Thursday, December 15, 2011
I'm so excited! My husband gave me a great Christmas present. A pair of asics sneakers. Expensive ones! He said I need them for all my walking...I do! They put a bounce in my step. I can't wait to take a long walk in them. I'm limiting my walks since my cold has gone to my chest and it's hard to breathe. I just walk around the block. I have to get out of the house and get fresh air.
I'm really eager to get well so I can walk more and enjoy my new shoes!
Monday, December 12, 2011
I may be off from my job with Shirley today, but I'm making good use of my time.
I read a blog that mentioned to squeeze in 10 push-ups at intervals through the day. Today I have on Christmas music. Every time I start a new album, I'm doing 12 push-ups. Up to 36 so far. I'm not doing much exercise since I can't breathe from this cold, so I figured I can do this.
I also finished sewing two stockings for my newest granddaughters to add to our 11 other stockings I hang on the banister. In the pic, the one on the right is what the two new ones look like, and the one on the left is the type I made a few years ago when we had new sons- and a daughter-in-law. I like these satin ones with the fur on the most.
I had some great news this morning when I jumped on the scale! I lost 1.5 lbs! Well, I've had my cold for about a week. All the exercise I've had this week besides the circuit training I did on the afternoon before I got sick, was one 25 minute walk and some walking around the mall shopping with my hubby. Eating has been under control. Keeping under 1400, except the day i walked when i had a little more. Surprisingly I lost weight. I'm surprised and excited, I never lose weight when I'm sick. I hope it's not muscle I'm losing!
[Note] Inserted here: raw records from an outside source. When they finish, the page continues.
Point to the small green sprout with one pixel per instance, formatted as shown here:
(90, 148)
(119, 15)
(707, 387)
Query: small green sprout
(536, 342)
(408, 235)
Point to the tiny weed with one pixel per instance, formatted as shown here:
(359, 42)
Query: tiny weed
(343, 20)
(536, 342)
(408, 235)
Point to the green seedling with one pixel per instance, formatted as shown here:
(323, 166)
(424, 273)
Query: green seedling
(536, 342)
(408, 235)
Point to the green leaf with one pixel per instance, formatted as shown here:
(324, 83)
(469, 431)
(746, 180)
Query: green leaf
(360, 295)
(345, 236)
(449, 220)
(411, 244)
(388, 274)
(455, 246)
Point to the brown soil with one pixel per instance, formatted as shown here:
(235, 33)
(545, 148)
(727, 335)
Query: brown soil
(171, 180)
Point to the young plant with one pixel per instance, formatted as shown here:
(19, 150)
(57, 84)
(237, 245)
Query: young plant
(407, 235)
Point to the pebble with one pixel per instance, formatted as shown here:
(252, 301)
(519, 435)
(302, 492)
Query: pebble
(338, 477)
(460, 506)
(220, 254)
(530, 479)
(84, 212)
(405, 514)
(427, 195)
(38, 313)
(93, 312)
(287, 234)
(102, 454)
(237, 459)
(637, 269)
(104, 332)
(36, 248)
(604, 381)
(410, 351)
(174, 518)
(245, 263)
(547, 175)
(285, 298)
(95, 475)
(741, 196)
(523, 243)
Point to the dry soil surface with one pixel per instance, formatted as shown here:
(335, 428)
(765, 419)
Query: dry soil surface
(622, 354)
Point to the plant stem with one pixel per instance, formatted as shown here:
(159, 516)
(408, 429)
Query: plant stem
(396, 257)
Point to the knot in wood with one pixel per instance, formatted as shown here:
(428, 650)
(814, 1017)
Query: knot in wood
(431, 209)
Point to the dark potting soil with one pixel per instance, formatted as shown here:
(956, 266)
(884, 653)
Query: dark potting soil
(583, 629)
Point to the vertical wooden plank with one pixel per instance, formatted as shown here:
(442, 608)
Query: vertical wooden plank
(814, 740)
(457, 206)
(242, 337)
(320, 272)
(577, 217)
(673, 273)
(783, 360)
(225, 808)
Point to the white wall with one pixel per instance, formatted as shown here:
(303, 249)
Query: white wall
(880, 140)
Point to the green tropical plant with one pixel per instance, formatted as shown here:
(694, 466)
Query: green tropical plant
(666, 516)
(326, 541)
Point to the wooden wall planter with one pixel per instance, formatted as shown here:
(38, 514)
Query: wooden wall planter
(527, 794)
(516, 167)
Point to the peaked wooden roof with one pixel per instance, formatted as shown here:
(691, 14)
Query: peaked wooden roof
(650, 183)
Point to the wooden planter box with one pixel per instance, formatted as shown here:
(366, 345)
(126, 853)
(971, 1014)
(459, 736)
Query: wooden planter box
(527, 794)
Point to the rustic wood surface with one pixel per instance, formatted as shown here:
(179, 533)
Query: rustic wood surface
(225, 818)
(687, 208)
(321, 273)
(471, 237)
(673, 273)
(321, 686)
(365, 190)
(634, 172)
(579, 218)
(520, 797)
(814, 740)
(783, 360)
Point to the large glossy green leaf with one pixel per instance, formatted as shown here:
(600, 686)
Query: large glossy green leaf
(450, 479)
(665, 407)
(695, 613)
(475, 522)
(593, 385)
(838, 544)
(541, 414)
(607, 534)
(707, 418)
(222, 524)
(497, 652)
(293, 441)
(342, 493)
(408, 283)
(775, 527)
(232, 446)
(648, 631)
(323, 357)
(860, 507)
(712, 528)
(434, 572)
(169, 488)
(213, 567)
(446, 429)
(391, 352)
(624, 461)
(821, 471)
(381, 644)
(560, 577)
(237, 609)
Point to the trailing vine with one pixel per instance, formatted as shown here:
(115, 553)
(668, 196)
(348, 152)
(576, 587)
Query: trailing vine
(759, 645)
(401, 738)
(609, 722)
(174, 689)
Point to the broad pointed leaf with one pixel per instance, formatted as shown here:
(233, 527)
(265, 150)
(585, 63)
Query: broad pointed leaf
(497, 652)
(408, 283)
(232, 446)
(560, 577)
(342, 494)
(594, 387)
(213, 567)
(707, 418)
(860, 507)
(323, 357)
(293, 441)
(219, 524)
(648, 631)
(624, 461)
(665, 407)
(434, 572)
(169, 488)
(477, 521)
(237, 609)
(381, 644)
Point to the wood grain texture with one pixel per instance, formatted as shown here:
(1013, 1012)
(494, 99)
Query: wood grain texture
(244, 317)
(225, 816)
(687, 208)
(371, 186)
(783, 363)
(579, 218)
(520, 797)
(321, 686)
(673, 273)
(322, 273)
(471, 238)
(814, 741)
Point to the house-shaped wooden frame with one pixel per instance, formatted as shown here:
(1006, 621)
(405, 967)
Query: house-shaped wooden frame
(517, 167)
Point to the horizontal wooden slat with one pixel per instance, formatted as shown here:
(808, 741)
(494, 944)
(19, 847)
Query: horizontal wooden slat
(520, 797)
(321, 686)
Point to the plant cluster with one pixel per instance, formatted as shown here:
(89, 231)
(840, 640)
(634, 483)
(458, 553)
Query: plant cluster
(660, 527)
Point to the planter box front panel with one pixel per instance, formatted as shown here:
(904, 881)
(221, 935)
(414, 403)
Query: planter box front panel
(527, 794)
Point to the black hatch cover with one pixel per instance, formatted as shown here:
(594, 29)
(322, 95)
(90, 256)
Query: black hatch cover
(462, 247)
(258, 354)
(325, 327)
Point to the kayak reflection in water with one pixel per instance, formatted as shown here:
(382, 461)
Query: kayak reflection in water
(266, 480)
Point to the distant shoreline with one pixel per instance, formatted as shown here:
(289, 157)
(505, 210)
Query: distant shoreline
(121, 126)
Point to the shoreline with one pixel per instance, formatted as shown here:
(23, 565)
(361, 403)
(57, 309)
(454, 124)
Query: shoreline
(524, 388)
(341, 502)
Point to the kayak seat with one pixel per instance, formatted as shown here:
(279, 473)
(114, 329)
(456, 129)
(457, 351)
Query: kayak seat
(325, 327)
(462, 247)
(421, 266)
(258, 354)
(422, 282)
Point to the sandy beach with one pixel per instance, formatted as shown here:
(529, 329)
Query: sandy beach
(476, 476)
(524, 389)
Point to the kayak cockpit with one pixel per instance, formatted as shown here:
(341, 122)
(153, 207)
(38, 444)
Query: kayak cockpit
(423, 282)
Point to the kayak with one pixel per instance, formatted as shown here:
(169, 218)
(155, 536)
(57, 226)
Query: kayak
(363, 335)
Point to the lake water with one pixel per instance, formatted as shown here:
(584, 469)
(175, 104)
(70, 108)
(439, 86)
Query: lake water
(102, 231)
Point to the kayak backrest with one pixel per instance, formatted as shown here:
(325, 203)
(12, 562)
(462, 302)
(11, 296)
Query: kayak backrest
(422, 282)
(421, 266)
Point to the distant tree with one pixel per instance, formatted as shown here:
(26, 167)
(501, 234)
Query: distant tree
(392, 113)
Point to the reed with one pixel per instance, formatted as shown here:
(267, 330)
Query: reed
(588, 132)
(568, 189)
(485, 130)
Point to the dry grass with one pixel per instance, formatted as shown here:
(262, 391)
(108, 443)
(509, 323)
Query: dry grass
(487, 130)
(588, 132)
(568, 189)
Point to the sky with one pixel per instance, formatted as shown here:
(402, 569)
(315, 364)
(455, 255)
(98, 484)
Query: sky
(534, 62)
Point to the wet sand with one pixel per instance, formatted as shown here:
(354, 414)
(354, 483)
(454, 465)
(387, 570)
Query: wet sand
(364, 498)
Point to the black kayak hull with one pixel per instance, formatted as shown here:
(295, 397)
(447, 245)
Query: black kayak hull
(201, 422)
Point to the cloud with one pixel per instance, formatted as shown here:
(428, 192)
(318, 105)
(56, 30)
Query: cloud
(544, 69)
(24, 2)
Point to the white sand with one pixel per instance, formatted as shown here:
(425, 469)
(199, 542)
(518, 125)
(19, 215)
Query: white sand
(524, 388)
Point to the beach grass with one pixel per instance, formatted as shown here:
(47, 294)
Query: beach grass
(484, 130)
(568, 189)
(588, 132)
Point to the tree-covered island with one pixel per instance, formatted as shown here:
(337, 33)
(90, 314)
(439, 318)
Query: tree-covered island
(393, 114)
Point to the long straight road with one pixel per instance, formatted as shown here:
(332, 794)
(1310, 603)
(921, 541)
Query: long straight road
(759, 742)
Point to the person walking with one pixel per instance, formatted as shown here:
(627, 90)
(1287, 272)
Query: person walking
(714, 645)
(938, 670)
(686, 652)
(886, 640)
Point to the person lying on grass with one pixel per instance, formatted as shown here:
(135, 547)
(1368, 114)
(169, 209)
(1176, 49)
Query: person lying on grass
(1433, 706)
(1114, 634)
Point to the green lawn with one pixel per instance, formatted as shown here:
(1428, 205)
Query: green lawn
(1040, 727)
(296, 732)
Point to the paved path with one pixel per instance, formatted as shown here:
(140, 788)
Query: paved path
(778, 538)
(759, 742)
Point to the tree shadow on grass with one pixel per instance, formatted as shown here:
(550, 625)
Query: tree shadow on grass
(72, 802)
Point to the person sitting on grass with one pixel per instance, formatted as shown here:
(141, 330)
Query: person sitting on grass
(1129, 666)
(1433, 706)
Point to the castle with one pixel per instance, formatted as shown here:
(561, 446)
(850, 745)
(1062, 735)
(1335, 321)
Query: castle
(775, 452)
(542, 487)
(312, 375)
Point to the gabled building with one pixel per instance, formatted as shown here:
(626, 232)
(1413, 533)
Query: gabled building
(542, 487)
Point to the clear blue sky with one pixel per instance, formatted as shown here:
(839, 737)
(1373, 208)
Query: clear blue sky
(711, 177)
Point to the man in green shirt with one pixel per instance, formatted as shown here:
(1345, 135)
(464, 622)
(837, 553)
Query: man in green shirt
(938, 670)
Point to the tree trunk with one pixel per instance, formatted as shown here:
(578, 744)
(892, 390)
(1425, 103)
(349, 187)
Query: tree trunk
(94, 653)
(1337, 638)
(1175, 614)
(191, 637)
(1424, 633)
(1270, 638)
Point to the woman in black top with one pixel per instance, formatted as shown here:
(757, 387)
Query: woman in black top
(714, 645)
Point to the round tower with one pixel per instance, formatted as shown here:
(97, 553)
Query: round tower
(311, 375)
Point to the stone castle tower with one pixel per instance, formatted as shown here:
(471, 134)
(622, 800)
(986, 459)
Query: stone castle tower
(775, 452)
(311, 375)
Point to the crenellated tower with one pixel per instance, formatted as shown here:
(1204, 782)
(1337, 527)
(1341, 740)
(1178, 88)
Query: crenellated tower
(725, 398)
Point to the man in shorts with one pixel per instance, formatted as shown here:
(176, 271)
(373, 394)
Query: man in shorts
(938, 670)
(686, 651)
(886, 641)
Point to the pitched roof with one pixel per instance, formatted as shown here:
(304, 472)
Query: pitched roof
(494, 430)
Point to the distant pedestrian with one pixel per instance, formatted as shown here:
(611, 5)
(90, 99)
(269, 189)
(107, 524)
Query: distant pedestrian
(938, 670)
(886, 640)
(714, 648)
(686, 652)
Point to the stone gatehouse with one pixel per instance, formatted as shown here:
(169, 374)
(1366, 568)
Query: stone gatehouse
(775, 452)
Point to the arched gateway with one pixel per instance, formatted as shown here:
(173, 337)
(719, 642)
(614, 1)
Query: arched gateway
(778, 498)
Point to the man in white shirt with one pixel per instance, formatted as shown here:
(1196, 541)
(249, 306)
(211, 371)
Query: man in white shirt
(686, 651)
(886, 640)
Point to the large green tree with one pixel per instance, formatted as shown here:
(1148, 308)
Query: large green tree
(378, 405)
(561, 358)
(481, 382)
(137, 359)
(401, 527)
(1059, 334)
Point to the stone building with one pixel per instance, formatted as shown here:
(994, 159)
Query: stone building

So, when I lose a pound I add a button to my poster. It's my motivational poster I made 4 months ago. The picture doesn't do it justice. I cut and glued words from magazines on it. It says "feeling great" "You keep getting better" "Healthy" "Skinny" "Kiss lost weight goodbye" and "I Shrunk" I glued on a pic of me at an old healthy weight from years ago, so I can have vision for the future, and one of me (and my fam) taken at my starting weight of 161. I left a space for an after picture. There's also a pic of sand and seashells which reminds me of my goal vacations to the beach that I'm taking every 10 pounds, I've gone once so far, and glued a shell from that visit on the pic. So it's a collage.
Sunday, December 11, 2011
We went to a pizza joint for dinner after my hubby picked me up from work tonight. We got one piece of pizza to share and a meatball stromboli to share. I ate my half of the pizza, but only had 4 bites of the stromboli. Well, since I have a cold, I'm using it as an excuse to not finish my food. Maybe it's not an excuse, it's pretty true that food doesn't taste as good and I get full fast. I'm not thinking about food all day; having to make myself eat. I wish this problem would continue after my cold goes away. It wasn't my idea for dinner, not a very healthy option for the night. I can't even say I enjoyed it. I have probably had pizza 3 times since starting SP 4 1/2 months ago. It has lost its hold on me. I don't crave it any more.
The job I worked today is my 15 hr/wk job at Hallmark which I enjoy very much. My other part-time job, 12 hours a week is being a companion and driver for a 90 year old woman. I've been with her on and off for 5 years. It's an easy job, fun at times, and I get paid for my time to just be a friend. She's a very with-it spunky woman.
But the last two months she's had laryngitis to a degree. For two weeks she wrote everything down instead of talking. and after that, when her voice didn't come back, she strains her voice and I have to do her talking for her whenever we interact with store clerks, or her 94 year old husband who lives in assisted living. I have to repeat what she says to him because he can't understand her and her hearing isn't too great, and he talks softly, so I also have to tell her what he said. I have begun to feel very weary of this and was considering giving up the job.
What I probably needed was a break, to just get away from it for a little. Then I got this cold. Secretly I've been excited to be sick,just to get that break. Because she won't have me around her when I have the least sniffle I've not gone over there Wed and Fri. I don't want to expose her to anything either. She and I always email each other. She always signs it LOVE, SHIRLEY. She's usually very encouraging and tells me how good I am and how much she appreciates me, but since she can't talk she doesn't waste words on such things. It began to seem as though she didn't appreciate me anymore. Maybe I've become too dependent on her kind words, but for two months she just complains, and it's started to drag me down. Since I haven't seen her for a few days, she seems to be realizing that she doesn't want to lose me. She sent me an email that said she missed me and misses seeing my smiling face, to hurry and get well.
I'm not well yet, and I've heard this cold that's going around lingers for a while. She knows I'm not coming on Monday, and I bet I won't be back on Wed either. When I go back I'll be ready and refreshed to deal with it.
I weigh myself on Monday mornings and I'm a little afraid that i'll have gained since I couldn't exercise much this week. I have kept my eating under control. I hope I just maintained. If not, I'll get it worked off as soon as I have the strength.